December 12, 2014, the Senate, by a vote of 89 to 11, passed the 2015 National Defense Authorization Act. The bill now heads to President Obama for approval and signature.
December 11, 2014, with today's vote of 85 to 14 for ending debate on the FY-2015 National Defense Authorization Act, the one percent pay raise for the military is just one more vote and signature, the President's, away from being final. The Senate should vote passage tomorrow, and the President Obama is expected to approve and sign the bill into law before Christmas. The raise will be effective January 1, 2015.
October 28, 2014, marked just one week before the national midterm elections. This election sees 33 of the United States Senate and the House's full 435 seats hit the voting block. One area that each member seeking reelection had an opportunity to do before both houses started the current break was attempt to make headway toward ensuring military members receive the full 1.8% raise as U.S. Code Title 37 dictates. The Senate Armed Services Committee's bill accepts the President's one percent raise through inaction. The House's version calls for the 1.8% raise, but failed to find the required cuts to pay for it. So, expect the one percent military pay raise for 2015 to carry the day -- just as it did last year.

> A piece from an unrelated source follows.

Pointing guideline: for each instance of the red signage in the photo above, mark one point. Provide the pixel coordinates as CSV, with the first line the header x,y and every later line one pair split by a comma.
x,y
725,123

On September 18, Congress began its recess so members can continue their campaign for reelection. The President's proposed one percent pay raise for the military remains the expected outcome, and will be implemented on January 1, 2015 unless Congress specifically mandates a different amount in the 2015 National Defense Authorization Act. Congress is expected to return to work on November 12. Points of contention beyond the pay raise will be Basic Allowance for Housing rates, and Tricare heath insurance rates. With reduced compensation apparent within the DoD budget, at least within the Veteran's Administration budget, benefits like the home loan guarantee and disability compensation, etc., do not appear to be on the table for change.
On August 29, President Obama notified Congress that he wants a one percent basic pay cap for 2015. Barring a Congressional mandate to provide for more, expect the one percent raise to stand. So far, the 2015 pay raise procedures have mirrored last year's process that also ended in just a one percent basic pay raise for the active duty and Reserve components of the Army, Navy, Air Force, Marine Corps, and Coast Guard.
On May 23, the Senate Armed Services Committee released their mark-up of the National Defense Authorization Act, 2015, and in it contains a recommendation for a 1% military basic pay raise which is in-line with the President's proposal (with pay freeze for pay grades O-7 though O-10). The bill will be debated in the full Senate where the 1% is expected to carry, and the difference with the House's version of 1.8% will have to be worked out in conference.
On May 22, the House of Representatives passed the National Defense Authorization Act, 2015, by a vote of 325 to 98. The bill contains the 1.8% increase to basic pay per current law, and it is 0.8% above what was contained in the President's proposal. The House's bill will have to be reconciled with the one produced in the Senate which is expected to be debated within the next few weeks.
On March 4, 2014, President Obama released his Department of Defense budget proposal for fiscal year 2015. It will once again breaks with Title 37 of the United States Code that directs the use of the Employment Cost Index (ECI). The President will utilize the Department of Defense's input for basic pay with his proposal for a just one percent military pay increase for 2015; eight tenths of one percent below the 1.8% mandated by Title 37.
On November 19, 2013, the Employment Cost Index was released. Per Title 37 of the United States Code, the 1.8% increase in Private Sector Wage and Salary figure should be used to increase the military pay for 2015.
When the Department of Defense Green Book for FY-2013 was released, it laid out a five year plan for military pay. For 2015, DoD reportedly plans to propose to congress a half percent pay raise that would break away from the current law that dictates adjustment in military pay shall an increase at the percentage of the Employment Cost Index (ECI) for the base quarter of the year before the preceding year, "[the] three-month period ending on September 30 of such year."
Current Congressional Budget Office estimates have the ECI that would affect 2015 pay at 3.3%. The Department of Defense desires a minuscule 0.5% 2015 military pay raise. The pay scales above originally reflected DoD's desire for .5% for 2015. If these numbers hold true, the military would once again begin to see a gap in pay as compared to civilian counterparts.
Date Page Published: November 19, 2013.
Date Page Modified: December 19, 2014.
Date Page Last Reviewed: September 26, 2015.